MEETING RATKO MLADIC

MEETING RATKO MLADIC

The arrest of Ratko Mladic a few days ago reminded me with a start that it is almost 20 years since I met the man. It was 8th February 1992 at a meeting in southern Croatia between Mladic and a delegation from the European Community Monitoring Mission in Jugoslavia, headed by an Ambassador from the current EC Presidency ( at the time the HOM was from Portugal).  Mladic was at that time the commander of the Ninth Corps of the Jugoslav National Army (the JNA). The horrors of the Sarajevo siege and the Srebenice massacre lay in the future, though he was already acquiring a reputation.

His advance had been rapid as Jugoslavia disintegrated. From being a Colonel in Kosovo he had graduated to organising the activities of the JNA in Knin, part of the Serb controlled area in western and southern Croatia known as the Krajina. A further promotion to Major General followed when an older general was kicked upstairs to command forces in Banja Luka in Northern Bosnia. Was this a move by Milosevic and the generals to ensure that their most capable and committed military commander was well positioned and at hand should the Bosnian balloon go up? Perhaps the trial will reveal more.

The meeting took place during that peculiar period of phony peace in the run up to the war in Bosnia. It was however, entirely Croatia related.  European community recognition of Croatian and Slovenian independence had become effective in mid-January, a ceasefire between the JNA and Croatian forces was holding and the arrival of a UN peacekeeping force was imminent. Attention was now beginning to focus on Bosnia, where no ethnic group had a majority, with Serbs having declined to around 31 % of the population, still much more than in Croatia where they had fought a bloody war and still controlled one third of the country. Given the belligerent and intransigent remarks being made by all three factions in Bosnia, the outlook was sombre, but nobody could have foreseen the slaughter to come.
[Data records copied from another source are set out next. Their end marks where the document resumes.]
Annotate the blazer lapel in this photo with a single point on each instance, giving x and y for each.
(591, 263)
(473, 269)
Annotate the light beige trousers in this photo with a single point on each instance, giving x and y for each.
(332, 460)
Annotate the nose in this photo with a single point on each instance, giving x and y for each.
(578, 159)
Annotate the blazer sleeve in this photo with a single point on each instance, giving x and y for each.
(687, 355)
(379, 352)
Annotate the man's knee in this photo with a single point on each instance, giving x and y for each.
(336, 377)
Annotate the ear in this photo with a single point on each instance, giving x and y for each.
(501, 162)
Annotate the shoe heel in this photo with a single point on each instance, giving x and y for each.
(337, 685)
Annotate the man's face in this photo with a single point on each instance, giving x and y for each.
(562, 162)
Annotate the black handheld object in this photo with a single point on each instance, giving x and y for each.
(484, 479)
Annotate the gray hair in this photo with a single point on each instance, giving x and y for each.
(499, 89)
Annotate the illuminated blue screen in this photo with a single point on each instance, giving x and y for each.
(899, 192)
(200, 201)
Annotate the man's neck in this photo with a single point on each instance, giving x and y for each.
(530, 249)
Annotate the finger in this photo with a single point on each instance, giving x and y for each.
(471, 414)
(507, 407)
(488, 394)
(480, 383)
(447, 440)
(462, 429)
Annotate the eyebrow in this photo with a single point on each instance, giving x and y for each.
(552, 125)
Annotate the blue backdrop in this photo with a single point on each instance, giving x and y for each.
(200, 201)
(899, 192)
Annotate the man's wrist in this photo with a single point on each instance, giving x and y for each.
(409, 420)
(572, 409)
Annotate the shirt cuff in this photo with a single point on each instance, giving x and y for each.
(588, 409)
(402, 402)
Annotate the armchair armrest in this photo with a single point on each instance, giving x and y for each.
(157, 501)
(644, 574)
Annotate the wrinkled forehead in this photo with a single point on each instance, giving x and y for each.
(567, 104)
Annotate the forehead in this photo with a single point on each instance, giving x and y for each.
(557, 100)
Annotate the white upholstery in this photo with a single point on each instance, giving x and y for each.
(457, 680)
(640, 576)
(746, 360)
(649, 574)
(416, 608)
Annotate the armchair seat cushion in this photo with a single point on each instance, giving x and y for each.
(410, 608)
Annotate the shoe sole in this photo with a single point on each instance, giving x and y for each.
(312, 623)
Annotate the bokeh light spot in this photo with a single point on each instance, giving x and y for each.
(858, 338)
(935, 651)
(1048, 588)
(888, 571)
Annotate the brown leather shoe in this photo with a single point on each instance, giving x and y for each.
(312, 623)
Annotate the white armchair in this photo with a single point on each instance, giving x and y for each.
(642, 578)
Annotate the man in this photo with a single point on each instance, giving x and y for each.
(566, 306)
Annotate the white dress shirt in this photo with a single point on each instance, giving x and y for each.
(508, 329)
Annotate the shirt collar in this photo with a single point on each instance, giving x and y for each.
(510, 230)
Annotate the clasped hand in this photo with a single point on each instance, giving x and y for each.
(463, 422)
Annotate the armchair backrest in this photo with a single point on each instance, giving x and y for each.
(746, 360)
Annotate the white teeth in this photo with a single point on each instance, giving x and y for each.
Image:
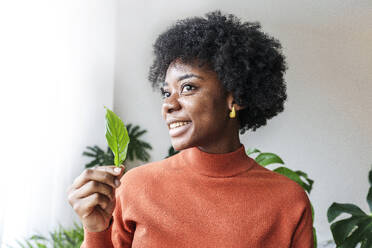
(178, 124)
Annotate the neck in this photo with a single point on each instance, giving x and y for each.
(229, 142)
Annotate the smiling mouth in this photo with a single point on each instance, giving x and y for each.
(178, 128)
(178, 124)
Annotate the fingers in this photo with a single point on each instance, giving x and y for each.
(93, 187)
(103, 174)
(85, 206)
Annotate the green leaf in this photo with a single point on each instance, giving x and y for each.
(251, 151)
(338, 208)
(369, 195)
(267, 158)
(342, 229)
(369, 199)
(364, 228)
(117, 137)
(293, 176)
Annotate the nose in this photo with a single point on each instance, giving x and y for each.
(171, 104)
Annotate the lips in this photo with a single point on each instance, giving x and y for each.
(177, 128)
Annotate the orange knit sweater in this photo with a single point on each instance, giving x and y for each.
(198, 199)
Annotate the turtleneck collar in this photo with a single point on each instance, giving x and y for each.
(217, 164)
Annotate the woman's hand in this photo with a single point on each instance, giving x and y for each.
(92, 196)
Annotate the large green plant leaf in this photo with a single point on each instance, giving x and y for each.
(338, 208)
(295, 177)
(267, 158)
(116, 136)
(359, 234)
(341, 229)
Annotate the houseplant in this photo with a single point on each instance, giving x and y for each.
(300, 177)
(357, 229)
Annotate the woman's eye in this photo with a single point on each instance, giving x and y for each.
(164, 93)
(188, 87)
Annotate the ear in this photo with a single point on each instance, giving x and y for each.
(231, 102)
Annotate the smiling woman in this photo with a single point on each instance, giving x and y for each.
(217, 76)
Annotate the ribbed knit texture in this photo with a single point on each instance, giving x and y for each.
(198, 199)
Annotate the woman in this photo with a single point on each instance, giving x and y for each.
(217, 76)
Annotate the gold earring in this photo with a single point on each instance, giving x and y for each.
(232, 113)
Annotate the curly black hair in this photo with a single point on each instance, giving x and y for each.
(248, 62)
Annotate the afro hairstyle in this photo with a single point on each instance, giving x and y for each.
(249, 63)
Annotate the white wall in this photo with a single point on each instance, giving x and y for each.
(325, 129)
(57, 72)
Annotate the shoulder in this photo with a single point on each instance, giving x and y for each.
(284, 191)
(149, 174)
We met in an old farmhouse in the Krajina which our interpreter informed us had been where the Italians had surrendered to Partisan forces during World War Two. From the Monitors point of view the purpose of the meeting, one of an on-going series, was to seek to cement and stabilise the ceasefire with the Croatians (in accordance with the Mission’s mandate), build confidence and ensure freedom of access and guarantees of safety for the Monitors to those areas controlled by Serb militias.
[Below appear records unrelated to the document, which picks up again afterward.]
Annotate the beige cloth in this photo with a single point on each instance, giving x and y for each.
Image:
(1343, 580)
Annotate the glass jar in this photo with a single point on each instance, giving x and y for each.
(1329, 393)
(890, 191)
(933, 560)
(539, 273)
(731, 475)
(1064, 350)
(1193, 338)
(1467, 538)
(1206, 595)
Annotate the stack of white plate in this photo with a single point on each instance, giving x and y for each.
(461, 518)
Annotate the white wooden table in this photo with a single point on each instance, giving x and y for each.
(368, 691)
Mladic’s presentation on the ceasefire was a heightened reprise of what we were hearing elsewhere at the time. These were to the effect that any and all incidents and ceasefire violations could be laid at the Croatians door, directly or indirectly. The EU, which had “done a lot for Croatia” he told us, should teach the Croatians how to observe a ceasefire. It was doublethink and speak of the type ratcheted to higher indices in Bosnia in the years that followed by both him and Karadic. His suggestions on access and safe conduct were classic. Why not make direct contact with those locals in charge in the areas of the Krajina, an unsubtle attempt to equate militia leaders with the government in Zagreb.

Mladic has entered public consciousness since as the bête noire of the war in Bosnia. The best description of him at this meeting, before it all began, is that he was an example of “What you see is what you get”. He was blunt, forceful, bombastic and unyielding, pounding the table several times during a three hour meeting. There was little of the courtesy paid to the EC
Mission by other Serb generals. He took particular umbrage to what he suggested was a translator’s mistake – a reference to “former Jugoslavia”; he hadn’t signed off yet on leaving Jugoslavia!

He spoke forcefully and with passion regarding Jugoslavia and the position of the Serbs. The country had been created and forged in blood, including that of his father, killed by Croatians fighting with the Nazis in 1945, as well as over a million others. It was wrong and unjust that Croatia had been recognised within its administrative boundaries (a line pushed consistently at the time by Belgrade). The Serbs did not want to be a national minority and would not accept it. His remarks were regarding Croatia, but there was a grisly foretaste here of the attitude struck by the Bosnian Serbs which informed and inspired their conduct over the terrible years that followed,  years in which Ratko Mladic was a major player.